Calculated cytotoxicity of measured DBPs
CONCLUSION
The fluorescence spectroscopy, DBP formation potential, and cytotoxicity of BAC FBW were investigated during different seasons and backwash intervals. The main conclusions of this study are as follows:
- (1)
The BAC filter backwash water in a DWTP was monitored over one year. The DOC concentration reached its lowest value of 1.95 mg/L in the summer. Aromatic protein-like compounds were found to be the main component of DOM by FRI analysis in all seasons. Seasonal variations in temperature impacted the composition of DOM due to the microbial activity in the BAC filter.
- (2)
BAC filter backwash intervals changed the DOM quantity in the backwash water. DOC concentration increased with the prolongation of backwash intervals, but decreased over five days. The DBP formation potentials also increased with the prolonged backwash interval. On the premise that the BAC FBW is reused, it is not advisable to use a long backwash interval, so as to ensure the quality of the backwash water of the BAC filter and not cause deterioration of the effluent of the water plant.
- (3)
THMs were the main DBP in chlorinated BAC FBW. However, the order of contribution to cytotoxicity was HANs > HALS > THMs > HNMs, respectively.

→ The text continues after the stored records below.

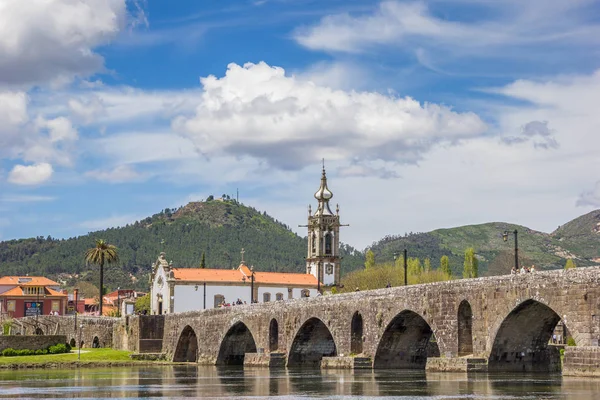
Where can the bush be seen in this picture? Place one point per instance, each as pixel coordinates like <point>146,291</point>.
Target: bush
<point>58,349</point>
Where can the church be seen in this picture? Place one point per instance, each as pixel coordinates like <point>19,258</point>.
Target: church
<point>177,290</point>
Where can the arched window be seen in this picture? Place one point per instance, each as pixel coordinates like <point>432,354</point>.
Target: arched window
<point>328,243</point>
<point>219,299</point>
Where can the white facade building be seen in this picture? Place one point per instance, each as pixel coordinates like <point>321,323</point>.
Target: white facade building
<point>177,290</point>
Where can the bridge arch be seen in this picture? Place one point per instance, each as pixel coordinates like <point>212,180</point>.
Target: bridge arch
<point>273,335</point>
<point>356,334</point>
<point>465,329</point>
<point>235,344</point>
<point>312,342</point>
<point>521,342</point>
<point>406,343</point>
<point>187,346</point>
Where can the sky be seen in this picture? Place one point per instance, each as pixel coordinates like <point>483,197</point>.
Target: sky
<point>429,114</point>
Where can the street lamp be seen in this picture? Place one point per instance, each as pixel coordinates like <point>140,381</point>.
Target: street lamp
<point>405,266</point>
<point>79,353</point>
<point>505,238</point>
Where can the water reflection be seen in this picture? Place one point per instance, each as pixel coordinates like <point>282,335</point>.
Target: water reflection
<point>201,382</point>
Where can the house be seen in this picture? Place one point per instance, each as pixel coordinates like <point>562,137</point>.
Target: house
<point>188,289</point>
<point>24,296</point>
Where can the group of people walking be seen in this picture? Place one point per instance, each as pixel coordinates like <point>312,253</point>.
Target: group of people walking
<point>523,270</point>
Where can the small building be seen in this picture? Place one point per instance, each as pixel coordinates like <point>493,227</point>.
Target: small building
<point>188,289</point>
<point>24,296</point>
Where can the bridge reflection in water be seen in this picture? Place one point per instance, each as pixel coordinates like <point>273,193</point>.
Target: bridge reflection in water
<point>205,381</point>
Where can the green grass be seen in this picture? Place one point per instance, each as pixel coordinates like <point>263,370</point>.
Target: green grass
<point>107,355</point>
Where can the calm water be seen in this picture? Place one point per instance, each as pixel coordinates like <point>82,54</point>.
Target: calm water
<point>210,382</point>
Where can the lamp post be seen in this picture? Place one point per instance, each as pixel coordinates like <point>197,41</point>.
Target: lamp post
<point>79,352</point>
<point>505,238</point>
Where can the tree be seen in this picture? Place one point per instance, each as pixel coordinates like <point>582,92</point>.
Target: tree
<point>102,253</point>
<point>471,264</point>
<point>445,265</point>
<point>570,264</point>
<point>427,265</point>
<point>142,304</point>
<point>369,259</point>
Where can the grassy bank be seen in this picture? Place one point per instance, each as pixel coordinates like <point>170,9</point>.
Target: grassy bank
<point>88,357</point>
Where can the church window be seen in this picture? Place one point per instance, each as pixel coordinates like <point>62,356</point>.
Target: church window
<point>328,244</point>
<point>329,269</point>
<point>219,299</point>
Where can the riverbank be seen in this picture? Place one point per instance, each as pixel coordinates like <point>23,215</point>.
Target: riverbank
<point>89,358</point>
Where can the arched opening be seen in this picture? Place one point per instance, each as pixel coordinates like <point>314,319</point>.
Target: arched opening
<point>328,243</point>
<point>312,342</point>
<point>187,346</point>
<point>465,329</point>
<point>356,334</point>
<point>521,343</point>
<point>237,342</point>
<point>406,343</point>
<point>273,335</point>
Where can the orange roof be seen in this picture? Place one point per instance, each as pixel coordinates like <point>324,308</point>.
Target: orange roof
<point>238,275</point>
<point>27,281</point>
<point>285,278</point>
<point>207,275</point>
<point>18,292</point>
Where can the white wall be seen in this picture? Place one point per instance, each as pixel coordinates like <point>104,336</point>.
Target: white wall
<point>273,291</point>
<point>187,298</point>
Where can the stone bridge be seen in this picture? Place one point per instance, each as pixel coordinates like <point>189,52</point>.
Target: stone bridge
<point>503,323</point>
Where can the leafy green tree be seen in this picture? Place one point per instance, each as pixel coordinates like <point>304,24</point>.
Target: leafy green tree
<point>471,264</point>
<point>100,254</point>
<point>369,259</point>
<point>445,265</point>
<point>570,264</point>
<point>427,265</point>
<point>414,266</point>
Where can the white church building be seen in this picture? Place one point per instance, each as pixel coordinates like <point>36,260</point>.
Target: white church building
<point>177,290</point>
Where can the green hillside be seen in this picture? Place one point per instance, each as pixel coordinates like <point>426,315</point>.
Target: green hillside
<point>578,239</point>
<point>218,228</point>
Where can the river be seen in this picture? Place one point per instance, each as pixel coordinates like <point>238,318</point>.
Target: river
<point>210,382</point>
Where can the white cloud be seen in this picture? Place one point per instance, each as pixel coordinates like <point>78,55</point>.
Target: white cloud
<point>30,174</point>
<point>119,174</point>
<point>590,198</point>
<point>413,24</point>
<point>258,111</point>
<point>45,41</point>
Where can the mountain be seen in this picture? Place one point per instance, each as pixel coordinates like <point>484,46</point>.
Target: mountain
<point>219,227</point>
<point>578,239</point>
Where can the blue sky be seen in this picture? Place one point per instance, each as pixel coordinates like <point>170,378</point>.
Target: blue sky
<point>429,114</point>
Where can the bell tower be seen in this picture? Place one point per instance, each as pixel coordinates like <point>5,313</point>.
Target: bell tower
<point>323,258</point>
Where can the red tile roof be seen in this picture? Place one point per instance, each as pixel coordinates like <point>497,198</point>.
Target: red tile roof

In addition to the regulated THMs, the water treatment plants should also pay attention to HANs when considering the reuse of BAC FBW to avoid the biological risk of effluent quality.
ACKNOWLEDGEMENTS
This research was funded by the Natural Science Foundation of Shanghai (21ZR1467300), Science and Technology Innovation Action Plan technical standard project (22DZ2200300), and the National Key Research and Development Program (2021YFC3201303).
DATA AVAILABILITY STATEMENT
All relevant data are included in the paper or its Supplementary Information.
CONFLICT OF INTEREST
The authors declare there is no conflict.